For the past decade, All Chicago Making Homelessness History has been the Chicago CoC’s collaborative applicant for the federal grants. This year’s recipients include Breakthrough, Catholic Charities, Featherfist, Heartland Health Outreach, HOW Inc., Interfaith Housing, Low Income Housing Trust Fund, Mercy Housing, Sarah’s Circle, Thresholds, Trilogy and more.

The All Chicago website listed 16,437 beds in 291 homeless projects at 77 agencies. This information from the Housing Inventory Count and the Point-in-Time (PIT) count of people on the streets Jan. 24, 2019, was submitted to HUD.

Two out of 3 beds (66 percent) among the 291 homeless projects were in permanent supportive housing, with the remainder in emergency shelters (19 percent) and transitional housing (15 percent). Just over half (52 percent) of Chicago homeless beds were available to adults without children, 43 percent went to households with children and 5 percent to unaccompanied youth under age 24.

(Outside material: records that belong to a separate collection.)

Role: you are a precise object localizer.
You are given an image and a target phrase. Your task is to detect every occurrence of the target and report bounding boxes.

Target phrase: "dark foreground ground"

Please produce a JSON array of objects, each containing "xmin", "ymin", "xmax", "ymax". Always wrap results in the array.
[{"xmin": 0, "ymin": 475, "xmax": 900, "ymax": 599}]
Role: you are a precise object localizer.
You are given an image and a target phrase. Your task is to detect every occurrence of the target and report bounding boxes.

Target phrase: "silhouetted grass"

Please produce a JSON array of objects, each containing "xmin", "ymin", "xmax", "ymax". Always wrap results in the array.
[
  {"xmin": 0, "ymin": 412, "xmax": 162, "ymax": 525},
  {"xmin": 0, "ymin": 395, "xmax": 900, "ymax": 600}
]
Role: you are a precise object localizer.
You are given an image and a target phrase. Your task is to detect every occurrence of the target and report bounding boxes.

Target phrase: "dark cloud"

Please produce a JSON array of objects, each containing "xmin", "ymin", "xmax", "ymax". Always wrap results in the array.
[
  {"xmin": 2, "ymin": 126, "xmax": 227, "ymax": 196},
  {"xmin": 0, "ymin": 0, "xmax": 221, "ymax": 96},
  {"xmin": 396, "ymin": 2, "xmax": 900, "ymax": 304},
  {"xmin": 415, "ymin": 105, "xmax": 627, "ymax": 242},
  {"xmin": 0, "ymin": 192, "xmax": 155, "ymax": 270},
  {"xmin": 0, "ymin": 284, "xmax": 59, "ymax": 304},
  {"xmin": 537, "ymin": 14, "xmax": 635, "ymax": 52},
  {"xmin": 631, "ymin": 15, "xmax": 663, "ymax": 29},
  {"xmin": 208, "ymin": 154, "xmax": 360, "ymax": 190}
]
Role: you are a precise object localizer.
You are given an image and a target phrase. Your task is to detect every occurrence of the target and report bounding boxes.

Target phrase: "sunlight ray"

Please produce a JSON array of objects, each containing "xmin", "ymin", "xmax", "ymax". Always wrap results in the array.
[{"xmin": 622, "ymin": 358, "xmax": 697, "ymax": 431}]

The upcoming HUD grants will fund roughly 6,593 local programs on the front lines of homelessness. Most of the United States experienced a decrease in homelessness last year, according to HUD officials, “but significant increases in unsheltered and chronic homelessness on the West Coast, particularly California and Oregon, offset those nationwide decreases, causing an overall increase in homelessness of 2.7 percent.”

HUD’s 2019 annual homelessness assessment to Congress showed that 567,715 persons were homeless across the nation, according to the Jan. 24, 2019 Housing Inventory and PIT counts. The number was up 2.7 percent from 2018 but down 11 percent since 2010.

HUD officials said also that the number of families with children experiencing homelessness declined 5 percent from 2018 and 32 percent since 2010. Veteran homelessness also decreased 2.1 percent since the previous year and 50 percent since 2010.